I updated the documentation as you suggested, and I renamed basic_archive
to basic_wal_module.

>      (errcode(ERRCODE_INVALID_PARAMETER_VALUE),
> -     errmsg("must specify restore_command when standby mode is not enabled")));
> +     errmsg("must specify restore_command or a restore_library that defines "
> +            "a restore callback when standby mode is not enabled")));
> This is long.  Shouldn't this be split into an errdetail() to list all
> the options at hand?

Should the errmsg() be something like "recovery parameters misconfigured"?
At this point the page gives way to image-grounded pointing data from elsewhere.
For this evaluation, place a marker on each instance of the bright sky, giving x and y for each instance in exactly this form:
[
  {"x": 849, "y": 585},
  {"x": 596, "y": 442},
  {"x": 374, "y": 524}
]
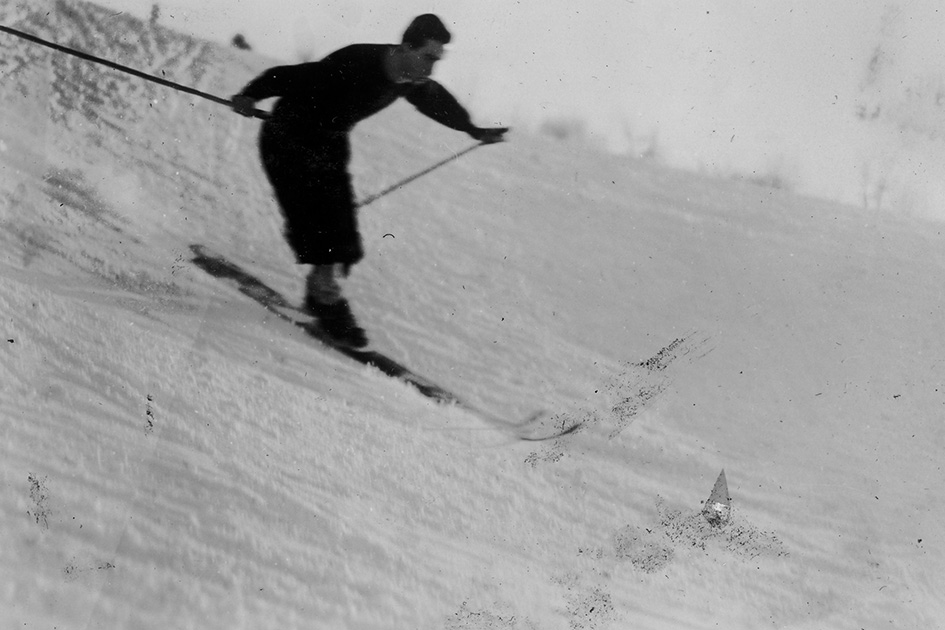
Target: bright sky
[{"x": 718, "y": 85}]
> -   if (XLogArchiveLibrary[0] != '\0' && XLogArchiveCommand[0] != '\0')
> -       ereport(ERROR,
> -               (errcode(ERRCODE_INVALID_PARAMETER_VALUE),
> -                errmsg("both archive_command and archive_library set"),
> -                errdetail("Only one of archive_command, archive_library may be set.")));
> +   CheckMutuallyExclusiveGUCs(XLogArchiveLibrary, "archive_library",
> +                              XLogArchiveCommand, "archive_command");
> 
> The introduction of this routine could be a patch on its own, as it
> impacts the archiving path.

I moved this to a separate patch.

> - Startup reloading, as of StartupRereadConfig().  This code could
> involve a WAL receiver restart depending on a change in the slot
> change or in primary_conninfo, and force at the same time an ERROR
> because of conflicting recovery library and command configuration.
> This one should be safe because pendingWalRcvRestart would just be
> considered later on by the startup process itself while waiting for
> WAL to become available.  Still this could deserve a comment?  Even if
> there is a misconfiguration, a reload on a standby would enforce a
> FATAL in the startup process, taking down the whole server.
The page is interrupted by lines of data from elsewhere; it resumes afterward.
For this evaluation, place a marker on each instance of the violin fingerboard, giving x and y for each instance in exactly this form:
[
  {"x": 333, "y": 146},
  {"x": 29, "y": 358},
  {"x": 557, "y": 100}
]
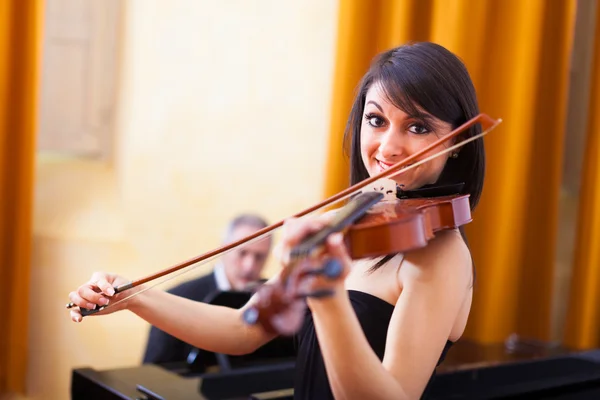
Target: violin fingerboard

Do you think the parameter checks should go before the WAL receiver restart
logic?

> - Checkpointer initialization, as of CheckpointerMain().  A
> configuration failure in this code path, aka server startup, causes
> the server to loop infinitely on FATAL with the misconfiguration
> showing up all the time..  This is a problem.

Perhaps this is a reason to move the parameter check in CheckpointerMain()
to after the sigsetjmp() block.  This should avoid full server restarts.
Only the checkpointer process would loop with the ERROR.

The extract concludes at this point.